Vice-presidente da CCJ, senador Marcos Rogério (PL-RO) - Foto: Pedro França/Agência Senado
16/05/2024
Brasília – O senador Marcos Rogério (PL-RO) apresenta relatório favorável ao projeto que visa aprimorar a governança das Sociedades Anônimas do Futebol, garantindo maior proteção aos investidores e preservando os direitos dos clubes e atletas.
A Comissão de Constituição e Justiça (CCJ) do Senado aprovou nesta quarta-feira, 15 o Projeto de Lei 2.978/2023, que propõe importantes alterações na governança das Sociedades Anônimas do Futebol (SAFs). Com relatório do senador Marcos Rogério (PL-RO), o projeto, de autoria do senador Rodrigo Pacheco (PSD-MG), agora segue para a Câmara dos Deputados.
O projeto visa expandir os direitos de propriedade intelectual das SAFs, permitindo-lhes explorar economicamente direitos de marca e outros ativos intelectuais relacionados ao futebol. Além disso, elimina restrições territoriais e permite a participação das SAFs em sociedades estrangeiras, possibilitando a expansão internacional das atividades dos clubes.

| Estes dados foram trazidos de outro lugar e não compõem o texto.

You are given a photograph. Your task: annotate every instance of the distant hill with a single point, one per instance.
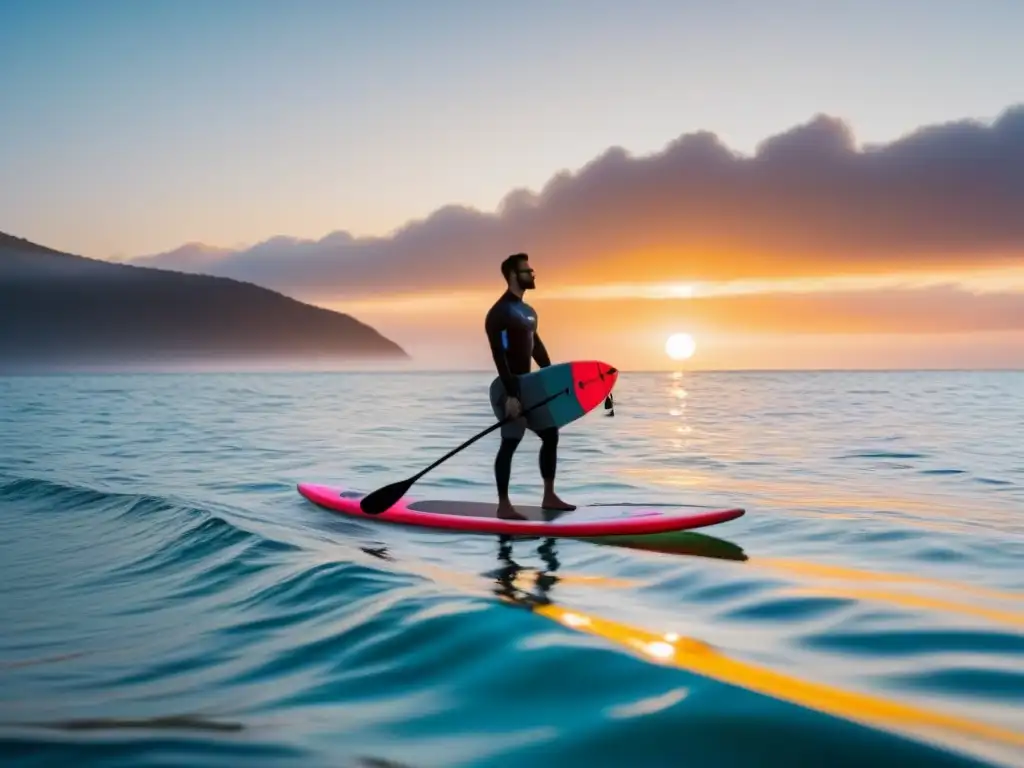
(60, 309)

Um aspecto inovador acatado no relatório é a proposta do senador Carlos Portinho (PL-RJ), que permite às ligas de futebol se organizarem como sociedades anônimas do futebol. Isso poderia fortalecer significativamente o futebol brasileiro ao proporcionar um modelo jurídico adequado para o desenvolvimento de ligas, que até agora não se consolidaram devido à falta de uma estrutura legal clara.
Marcos Rogério (PL-RO) enfatizou que as mudanças propostas não são apenas técnicas, mas estratégicas para o fortalecimento do futebol nacional. O projeto também prevê a independência de membros do conselho de administração e fiscal, alinhando as SAFs às práticas de governança corporativa aplicadas às companhias abertas.
O projeto determina a distribuição obrigatória de pelo menos 25% do lucro líquido ajustado em dividendos, garantindo que as receitas sejam usadas de maneira responsável e contribuam para o adimplemento de obrigações antigas do clube.
Outra mudança relevante é a proposta de Regime Centralizado de Execuções (RCE), que visa proporcionar maior segurança jurídica ao clarificar os processos financeiros e as responsabilidades das SAFs em relação às dívidas preexistentes.
Essas medidas buscam não apenas melhorar a eficiência e a transparência das SAFs, mas também garantir um ambiente mais estável e previsível para os investimentos no futebol brasileiro. Com a aprovação da CCJ, o projeto agora espera a revisão e votação na Câmara dos Deputados, onde os parlamentares analisarão as reformas propostas para assegurar a sustentabilidade e o desenvolvimento a longo prazo do futebol nacional.